Depending on whether you are a half-full or a half-empty kind of person, the "big data" revolution is either a tremendous windfall for the career of a statistician, or the makings of a real existential crisis. As with most things, it’s probably a bit of both.
On the one hand, the Harvard Business Review calls data science the sexiest job of the 21st century. Since at least some statisticians would seem very qualified to fill in that role, AND those well-paying jobs, statisticians look ready to cash in on a very rewarding career indeed.
Yet on the other hand, statisticians are taught from the very beginning, FROM THE FIRST FIVE MINUTES OF STATS 101, about the values of a rigorous experimental design, of making sure there is a representative sample, and above all else, to never…ever jump to any premature conclusions.
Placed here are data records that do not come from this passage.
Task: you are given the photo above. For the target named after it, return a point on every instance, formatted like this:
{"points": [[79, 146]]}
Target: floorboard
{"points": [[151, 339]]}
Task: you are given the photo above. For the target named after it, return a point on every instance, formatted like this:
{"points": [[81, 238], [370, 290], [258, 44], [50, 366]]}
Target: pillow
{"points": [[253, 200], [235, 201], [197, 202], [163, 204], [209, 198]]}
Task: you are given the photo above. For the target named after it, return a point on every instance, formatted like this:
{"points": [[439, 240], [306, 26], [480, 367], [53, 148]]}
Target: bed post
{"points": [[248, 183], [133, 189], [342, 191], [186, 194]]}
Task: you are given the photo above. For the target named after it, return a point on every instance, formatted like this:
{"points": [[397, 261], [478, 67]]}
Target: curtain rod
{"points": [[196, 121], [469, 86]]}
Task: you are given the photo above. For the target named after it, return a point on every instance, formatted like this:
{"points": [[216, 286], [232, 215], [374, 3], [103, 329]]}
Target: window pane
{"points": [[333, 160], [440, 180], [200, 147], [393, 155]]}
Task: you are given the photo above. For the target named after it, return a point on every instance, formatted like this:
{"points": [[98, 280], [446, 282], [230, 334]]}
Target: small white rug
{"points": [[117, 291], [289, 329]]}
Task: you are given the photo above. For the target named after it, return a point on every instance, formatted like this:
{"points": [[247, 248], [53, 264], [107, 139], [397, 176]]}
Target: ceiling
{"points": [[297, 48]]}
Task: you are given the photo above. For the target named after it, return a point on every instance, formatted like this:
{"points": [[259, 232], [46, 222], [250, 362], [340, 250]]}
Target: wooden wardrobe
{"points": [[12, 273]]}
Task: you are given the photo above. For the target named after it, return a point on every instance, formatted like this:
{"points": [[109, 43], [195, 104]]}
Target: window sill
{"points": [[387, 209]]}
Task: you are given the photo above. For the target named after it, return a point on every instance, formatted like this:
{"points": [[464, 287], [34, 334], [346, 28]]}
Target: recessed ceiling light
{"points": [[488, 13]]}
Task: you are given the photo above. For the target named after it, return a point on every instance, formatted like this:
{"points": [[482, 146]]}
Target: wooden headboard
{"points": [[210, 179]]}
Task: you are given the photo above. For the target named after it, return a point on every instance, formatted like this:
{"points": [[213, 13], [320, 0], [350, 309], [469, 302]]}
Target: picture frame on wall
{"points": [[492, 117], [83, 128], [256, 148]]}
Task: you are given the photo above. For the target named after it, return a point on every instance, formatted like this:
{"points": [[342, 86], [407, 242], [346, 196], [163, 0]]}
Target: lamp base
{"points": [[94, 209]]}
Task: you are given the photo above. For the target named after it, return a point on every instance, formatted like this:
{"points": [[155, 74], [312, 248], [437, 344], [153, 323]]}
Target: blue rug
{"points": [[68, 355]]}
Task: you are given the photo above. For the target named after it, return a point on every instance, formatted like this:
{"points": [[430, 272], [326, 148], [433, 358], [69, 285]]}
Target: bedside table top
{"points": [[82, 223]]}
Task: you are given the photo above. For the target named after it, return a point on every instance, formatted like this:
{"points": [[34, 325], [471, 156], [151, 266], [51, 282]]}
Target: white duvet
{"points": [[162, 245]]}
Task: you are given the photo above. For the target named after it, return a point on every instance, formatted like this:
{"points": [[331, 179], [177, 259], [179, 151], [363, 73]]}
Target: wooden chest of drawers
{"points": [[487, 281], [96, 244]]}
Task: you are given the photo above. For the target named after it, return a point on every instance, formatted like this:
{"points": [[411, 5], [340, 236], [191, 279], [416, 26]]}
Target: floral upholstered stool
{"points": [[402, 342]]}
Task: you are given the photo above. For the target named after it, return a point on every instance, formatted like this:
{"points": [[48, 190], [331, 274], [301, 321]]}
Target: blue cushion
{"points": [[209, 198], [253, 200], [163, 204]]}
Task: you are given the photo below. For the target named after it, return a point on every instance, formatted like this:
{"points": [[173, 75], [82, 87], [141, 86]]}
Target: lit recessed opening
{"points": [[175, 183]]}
In the "big analytics" age of doing all the analyses on all of the data, statisticians often find this basic premise challenged.
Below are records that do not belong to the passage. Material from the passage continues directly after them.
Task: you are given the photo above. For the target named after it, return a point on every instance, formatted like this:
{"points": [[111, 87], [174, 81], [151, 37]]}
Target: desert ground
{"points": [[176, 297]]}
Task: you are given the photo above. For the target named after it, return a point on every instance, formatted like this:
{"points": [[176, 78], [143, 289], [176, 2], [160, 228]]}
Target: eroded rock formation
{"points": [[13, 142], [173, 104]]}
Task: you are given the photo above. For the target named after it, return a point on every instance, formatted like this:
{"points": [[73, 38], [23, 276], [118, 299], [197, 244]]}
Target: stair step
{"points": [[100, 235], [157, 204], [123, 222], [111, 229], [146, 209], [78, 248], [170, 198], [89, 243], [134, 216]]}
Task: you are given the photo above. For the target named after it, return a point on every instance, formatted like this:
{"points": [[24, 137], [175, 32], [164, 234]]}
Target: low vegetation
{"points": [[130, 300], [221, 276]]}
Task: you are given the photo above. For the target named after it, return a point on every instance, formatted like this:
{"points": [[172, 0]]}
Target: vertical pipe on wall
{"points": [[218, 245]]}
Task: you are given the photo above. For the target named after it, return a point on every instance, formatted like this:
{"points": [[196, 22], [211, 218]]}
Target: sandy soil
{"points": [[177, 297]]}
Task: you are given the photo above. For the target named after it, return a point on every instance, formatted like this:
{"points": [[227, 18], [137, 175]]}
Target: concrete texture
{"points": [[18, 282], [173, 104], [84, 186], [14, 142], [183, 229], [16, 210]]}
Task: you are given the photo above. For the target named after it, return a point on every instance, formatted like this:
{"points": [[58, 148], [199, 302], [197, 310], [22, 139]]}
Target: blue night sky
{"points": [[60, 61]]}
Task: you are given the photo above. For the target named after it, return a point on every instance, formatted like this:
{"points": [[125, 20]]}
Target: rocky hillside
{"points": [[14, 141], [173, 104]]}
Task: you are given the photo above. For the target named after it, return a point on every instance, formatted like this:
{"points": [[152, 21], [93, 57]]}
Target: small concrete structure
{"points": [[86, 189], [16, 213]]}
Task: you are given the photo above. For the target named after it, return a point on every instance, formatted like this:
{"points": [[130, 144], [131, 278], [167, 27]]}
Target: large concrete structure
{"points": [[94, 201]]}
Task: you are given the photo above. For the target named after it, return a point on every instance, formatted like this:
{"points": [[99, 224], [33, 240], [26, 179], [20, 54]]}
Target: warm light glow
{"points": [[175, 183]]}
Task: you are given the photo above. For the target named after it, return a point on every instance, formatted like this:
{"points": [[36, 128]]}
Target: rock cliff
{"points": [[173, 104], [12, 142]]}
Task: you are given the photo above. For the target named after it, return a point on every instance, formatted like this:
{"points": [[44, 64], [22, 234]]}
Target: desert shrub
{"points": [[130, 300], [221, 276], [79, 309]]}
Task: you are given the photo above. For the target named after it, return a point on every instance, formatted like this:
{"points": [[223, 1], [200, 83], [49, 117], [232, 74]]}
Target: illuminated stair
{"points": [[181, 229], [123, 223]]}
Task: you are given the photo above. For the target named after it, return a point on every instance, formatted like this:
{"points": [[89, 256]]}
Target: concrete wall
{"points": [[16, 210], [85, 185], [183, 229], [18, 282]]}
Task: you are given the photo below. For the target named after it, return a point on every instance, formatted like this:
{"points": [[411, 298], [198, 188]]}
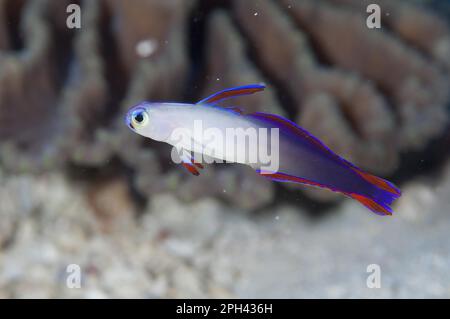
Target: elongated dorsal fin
{"points": [[233, 92]]}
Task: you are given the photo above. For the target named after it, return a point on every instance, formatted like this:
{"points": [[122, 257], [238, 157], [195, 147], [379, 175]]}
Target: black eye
{"points": [[139, 118]]}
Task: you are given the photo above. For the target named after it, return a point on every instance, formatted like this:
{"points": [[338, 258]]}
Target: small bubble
{"points": [[146, 48]]}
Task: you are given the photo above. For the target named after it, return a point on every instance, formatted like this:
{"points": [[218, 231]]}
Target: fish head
{"points": [[146, 119]]}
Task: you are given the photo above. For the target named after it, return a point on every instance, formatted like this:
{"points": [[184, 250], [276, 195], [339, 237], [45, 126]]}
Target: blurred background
{"points": [[78, 187]]}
However, as big data begins to permeate all aspects of life, I believe we need even more statistic thinking, and not just from the statisticians. Let me explain my reasoning.
The field of statistics began as an inferential scientific approach arising largely from the historical aspiration to generalize observed phenomena in a small observed group to some larger group. This basically means statistics arose out of the need to carefully draw conclusions from incomplete, but representative data.
Three hundred years ago, the beginnings of the statistical approach was created to estimate the population of London during the plague, without counting every person (as this was impossible, not to mention a health risk, with the available resources of the time).
The concept of a representative sample was used and with it a very rigorous statistical methodology. Statistics consisted (and still does) of evaluating what the data actual says (eg: counts, averages, correlations, trends, regressions, etc), but at least as important was the strict analysis of whether the sample was representative of the greater population.
At first glance, with the current capabilities to cost effectively store and explore ever growing amounts of data, the need to sample seems to have been buried for good. But does that mean that sampling and generalization considerations are passé in a big data world?
Let’s consider for a moment: Is any dataset really complete?
- A tax authority can in theory complete analyses on all taxpayers, but:
- Do they have all relevant data on taxpayer assets, expenses, socio-economics, etc?
- Do they have duplicates?
- How about missing profiles?
- How about comparisons with other regions, countries, provinces?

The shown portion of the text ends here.